Search Engine Optimization (SEO) is a term we’re asked about a lot and rightly so. If we just built Web sites for our clients and threw them online with no thought to optimizing the site for search engines, we would be doing our clients a disservice.
SEO is, first of all, a direct marketing vehicle. Successful SEO is only 20% technical Web site factors. The other 80% is marketing.
SEO is about trust and relevancy. Search engines like Google, Yahoo, and Bing rank your site based on the level of trust you’ve built with them that your site provides what their customers (search engine users) are looking for. In the same way that businesses rarely open up and are successful from day one, SEO is a long-term process that takes time. You have to build customer trust. You have to work your way up and compete against other businesses that have been around longer. You have to put in some effort to get the word out about who you are and what you offer.
Just putting up a Web site with the perfect use of Meta tags, content, and links won’t make you instantly competitive with other sites that have been around for a long time.
There are hundreds of thousands of factors that determine your rankings. Google and other search engines hold what those factors are as proprietary secrets but they do offer general rules of thumb that, when followed, will put you on good standing.
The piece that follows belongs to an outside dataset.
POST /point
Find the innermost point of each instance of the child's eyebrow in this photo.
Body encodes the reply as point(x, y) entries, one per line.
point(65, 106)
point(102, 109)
Site Structure and Content
The important internal aspects of SEO that comprise the 20% are:
Content
Meta Tags
H1 Tags
URL Structures
Image Tags
XML Site Map
Internal Linking
Page Load Time
Overall Site Code Analysis
Market Your Site
As mentioned previously, the other 80% of SEO is marketing. Here are the things you need to do as the owner of your site to improve your rankings. Getting inbound links to your site is the overall goal. Plan out a link building strategy for 8 – 12 months out and do at least five of the things listed below (depending on the scope of your market) per month. You may be tempted to run out and do all these things at once, but that could actually hurt your efforts in the long term. Remember this is a marathon, not a sprint. There are no instant results.
- Write news-worthy press releases periodically and distribute them
- Submit your site to various online directories
- Participate in social networking
- List your business on local search engine profiles
- Write a blog
- Add links on your site to any industry or community association memberships you’re in, and ask them to put your link on their site as well
- Write informational articles and submit them to ezine sites
- Post promotional or instructional videos on YouTube, Metacafe or Vimeo
- Put your URL on all your marketing materials. The more people see it, the more they’ll remember it.
One more thing, avoid link exchanges with non-relevant sites. This will actually hurt your rankings. Know that your natural links will grow over time, if you have something of value, people will link to you.
We recommend targeting “organic” or non-paid search results – following all the procedures we’ve outlined here, your SEO efforts will pay off in higher rankings and hopefully more sales.